WASHINGTON -- The Bush administration continued its verbal assault against Saddam Hussein yesterday by calling the Iraqi president's overtures to Iran and his offer of free oil to Third World countries acts of "desperation" aimed at undermining the trade embargo imposed on Iraq.
The tough talk, which underscored Washington's desire to show that international solidarity can make economic sanctions against Baghdad work, came as a special United Nations Security Council committee, meeting in New York for the seventh time in three weeks, discussed whether the U.N.-imposed trade embargo should be softened to allow the delivery of food to Iraq.
The committee is not likely to decide the issue until U.N. Secretary-General Javier Perez de Cuellar or international experts can verify recent statements by President Hussein that food shortages are causing the deaths of Iraqi children, said a diplomatic source familiar with the meetings.
President Bush and Soviet President Mikhail S. Gorbachev declared at their summit meeting Sunday that food supplies could be delivered to Iraq under the close supervision ofinternational aid organizations. It would be up to the United Nations to define the "humanitarian circumstances" that would warrant such deliveries, they said.
At the White House yesterday, spokesman Marlin Fitzwater dismissed the Iraqi president's latest statements as "just another effort to try to separate countries, try to get support wherever he can find it. The man is desperate, reaching out
wherever he can."
"The desperation attempts at reaching out to Iran and this free oil for the Third World indicates that the pressure is pinching him someplace," Mr. Fitzwater said, calling the oil offer, in particular, "a transparent attempt to deflect the focus of world attention from [Saddam Hussein's] blatant aggression against another country."

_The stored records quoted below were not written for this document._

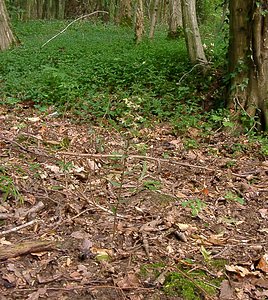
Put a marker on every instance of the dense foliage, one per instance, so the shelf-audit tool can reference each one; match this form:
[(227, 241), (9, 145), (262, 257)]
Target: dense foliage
[(97, 71)]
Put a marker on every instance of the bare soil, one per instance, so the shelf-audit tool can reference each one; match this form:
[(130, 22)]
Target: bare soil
[(109, 215)]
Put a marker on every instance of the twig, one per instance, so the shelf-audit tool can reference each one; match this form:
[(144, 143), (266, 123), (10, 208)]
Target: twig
[(14, 229), (134, 157), (81, 17), (22, 147), (119, 194), (99, 206)]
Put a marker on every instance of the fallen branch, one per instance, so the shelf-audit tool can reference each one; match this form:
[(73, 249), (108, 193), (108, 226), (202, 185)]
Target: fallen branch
[(12, 251), (142, 157), (81, 17), (14, 229)]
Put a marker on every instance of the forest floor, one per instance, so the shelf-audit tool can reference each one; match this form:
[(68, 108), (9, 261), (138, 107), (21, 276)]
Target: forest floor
[(92, 213)]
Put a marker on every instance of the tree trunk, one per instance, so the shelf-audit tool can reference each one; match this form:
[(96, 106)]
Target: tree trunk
[(154, 18), (191, 31), (125, 13), (139, 22), (248, 59), (175, 18), (7, 39)]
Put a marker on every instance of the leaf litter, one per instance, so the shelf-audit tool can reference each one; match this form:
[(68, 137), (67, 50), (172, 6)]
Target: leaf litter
[(84, 209)]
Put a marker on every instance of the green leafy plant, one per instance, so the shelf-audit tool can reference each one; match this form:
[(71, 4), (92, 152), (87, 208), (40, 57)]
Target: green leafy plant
[(196, 206), (8, 188), (233, 197), (152, 185)]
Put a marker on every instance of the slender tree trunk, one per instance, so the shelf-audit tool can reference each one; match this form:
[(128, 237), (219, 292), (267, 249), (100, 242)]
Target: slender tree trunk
[(7, 39), (192, 36), (153, 20), (125, 13), (248, 59), (139, 22), (175, 18)]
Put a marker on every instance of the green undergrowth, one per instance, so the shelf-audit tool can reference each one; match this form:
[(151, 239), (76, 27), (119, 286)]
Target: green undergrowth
[(182, 281), (96, 71)]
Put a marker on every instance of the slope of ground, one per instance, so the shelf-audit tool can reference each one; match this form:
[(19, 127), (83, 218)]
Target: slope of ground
[(92, 213)]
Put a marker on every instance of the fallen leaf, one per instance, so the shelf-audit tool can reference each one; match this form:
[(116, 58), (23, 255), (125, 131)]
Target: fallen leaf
[(130, 280), (34, 119), (263, 264), (264, 213), (227, 291)]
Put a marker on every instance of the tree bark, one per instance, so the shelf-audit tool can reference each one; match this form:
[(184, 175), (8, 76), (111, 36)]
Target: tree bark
[(7, 39), (191, 31), (153, 20), (139, 22), (125, 13), (248, 59), (175, 18)]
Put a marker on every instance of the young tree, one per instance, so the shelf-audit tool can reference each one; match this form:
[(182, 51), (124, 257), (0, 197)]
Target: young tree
[(7, 39), (175, 18), (154, 19), (248, 58), (139, 22), (191, 31)]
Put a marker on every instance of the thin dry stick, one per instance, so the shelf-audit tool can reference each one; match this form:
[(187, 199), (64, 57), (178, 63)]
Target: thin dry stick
[(99, 206), (134, 157), (81, 17), (18, 228), (124, 157)]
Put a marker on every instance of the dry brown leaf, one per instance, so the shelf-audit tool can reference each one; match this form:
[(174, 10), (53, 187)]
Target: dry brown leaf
[(263, 264)]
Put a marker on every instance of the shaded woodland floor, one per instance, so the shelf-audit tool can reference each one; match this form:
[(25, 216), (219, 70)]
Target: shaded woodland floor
[(109, 215)]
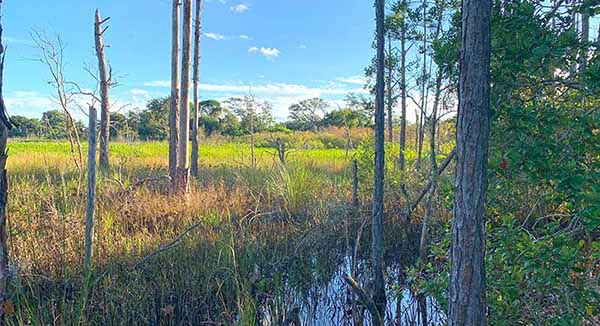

"Such maneuvers have not worked in the past and will not work this time," Mr. Fitzwater said.
Although Mr. Hussein offered to give unspecified developing countries free supplies of oil so that no money would change hands, such a loophole in the embargo on trade does not exist, Mr. Fitzwater said.
The Security Council resolution to block trade with Iraq "makes quite clear that all commodities and products originating in Iraq or Kuwait are prohibited from importation anywhere," he said. "It does not delineate between free exchanges and those paid for."
The membership of the special santions committee is drawn from the current security council.